This function implements a sampling-based approach to sensitivity analysis for score tests in I by J contingency tables under the generic bias model. It uses Sequential Importance Sampling (SIS) from Eisinger and Chen (2017) to approximate p-values when exact computation is infeasible due to large reference set

Usage

sampling.score.sen.IxJ(
  obs.table,
  gamma,
  delta,
  row = "treatment",
  mc.iteration = 5000,
  treatment.scores,
  outcome.scores,
  verbose = FALSE
)

Value

A list containing:

rct.prob

Estimated probability under RCT (all u-allocations zero)

max.prob

Maximum estimated probability across all u-allocations

maximizer

The u-allocation vector yielding max.prob

obs.stat

Observed test statistic value

obs.table

The input observed table

gamma

Extracted gamma value from the generic bias model

delta

delta vector

Arguments

obs.table

A matrix or table object representing the observed contingency table.

gamma

a nonnegative scalar

delta

A binary vector with no more than two unique values, corresponding to treatment levels. The length must match the number of treatments.

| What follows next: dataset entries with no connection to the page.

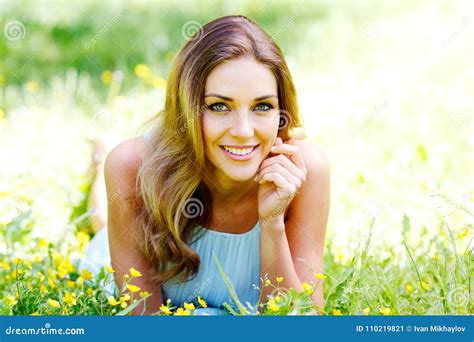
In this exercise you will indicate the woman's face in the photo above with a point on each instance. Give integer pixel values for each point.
(240, 121)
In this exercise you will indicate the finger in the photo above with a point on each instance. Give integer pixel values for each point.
(279, 181)
(293, 152)
(282, 171)
(286, 164)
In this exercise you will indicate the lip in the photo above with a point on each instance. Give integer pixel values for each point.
(240, 158)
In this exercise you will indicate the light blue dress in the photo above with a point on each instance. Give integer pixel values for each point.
(238, 254)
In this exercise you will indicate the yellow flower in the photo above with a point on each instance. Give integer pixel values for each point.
(70, 298)
(182, 312)
(202, 302)
(79, 281)
(307, 288)
(133, 288)
(189, 307)
(52, 275)
(86, 275)
(142, 71)
(165, 309)
(53, 303)
(112, 301)
(463, 234)
(134, 272)
(123, 300)
(106, 77)
(159, 82)
(320, 276)
(109, 269)
(272, 306)
(10, 300)
(57, 258)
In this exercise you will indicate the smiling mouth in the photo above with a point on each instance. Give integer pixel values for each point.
(239, 151)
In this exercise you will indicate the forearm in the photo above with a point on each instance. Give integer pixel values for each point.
(276, 261)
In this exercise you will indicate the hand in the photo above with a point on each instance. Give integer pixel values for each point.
(279, 178)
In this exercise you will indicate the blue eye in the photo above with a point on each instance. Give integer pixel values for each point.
(218, 107)
(263, 107)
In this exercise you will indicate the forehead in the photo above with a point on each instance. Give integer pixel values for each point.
(241, 77)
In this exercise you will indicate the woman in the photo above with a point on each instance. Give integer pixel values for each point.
(219, 175)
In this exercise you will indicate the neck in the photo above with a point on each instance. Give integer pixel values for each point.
(231, 193)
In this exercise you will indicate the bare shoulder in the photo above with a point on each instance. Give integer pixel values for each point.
(122, 163)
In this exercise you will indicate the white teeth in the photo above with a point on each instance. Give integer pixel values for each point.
(238, 151)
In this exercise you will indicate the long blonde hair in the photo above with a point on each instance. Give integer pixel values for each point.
(171, 196)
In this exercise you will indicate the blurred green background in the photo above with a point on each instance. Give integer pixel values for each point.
(385, 88)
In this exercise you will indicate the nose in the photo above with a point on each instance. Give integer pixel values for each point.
(242, 126)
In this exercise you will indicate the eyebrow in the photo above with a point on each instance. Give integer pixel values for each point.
(231, 100)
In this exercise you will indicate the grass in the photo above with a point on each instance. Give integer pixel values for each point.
(382, 90)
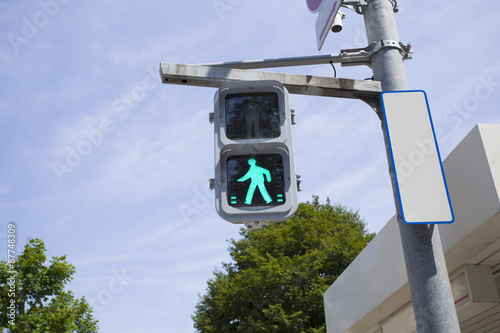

Must have a monotone trend for ordinal tests.

row

A string indicating whether rows represent "outcome" or "treatment". Must be either "outcome" or "treatment". Default is "treatment".

mc.iteration

Integer specifying the number of Monte Carlo iterations for each u-allocation. Higher values increase accuracy but require more computation time. Default is 5000.

treatment.scores

A numeric vector specifying scores for each treatment level. Must have the same length as the number of treatments and exhibit a monotone trend.

outcome.scores

A numeric vector specifying scores for each outcome level. Must have the same length as the number of outcomes and exhibit a monotone trend.

verbose

Logical flag indicating whether to print progress messages during computation. Default is FALSE.

Details

The function uses importance sampling to estimate p-values for score tests when both treatments and outcomes are ordinal. The score test statistic is computed as the sum of products of cell counts with their corresponding treatment and outcome scores.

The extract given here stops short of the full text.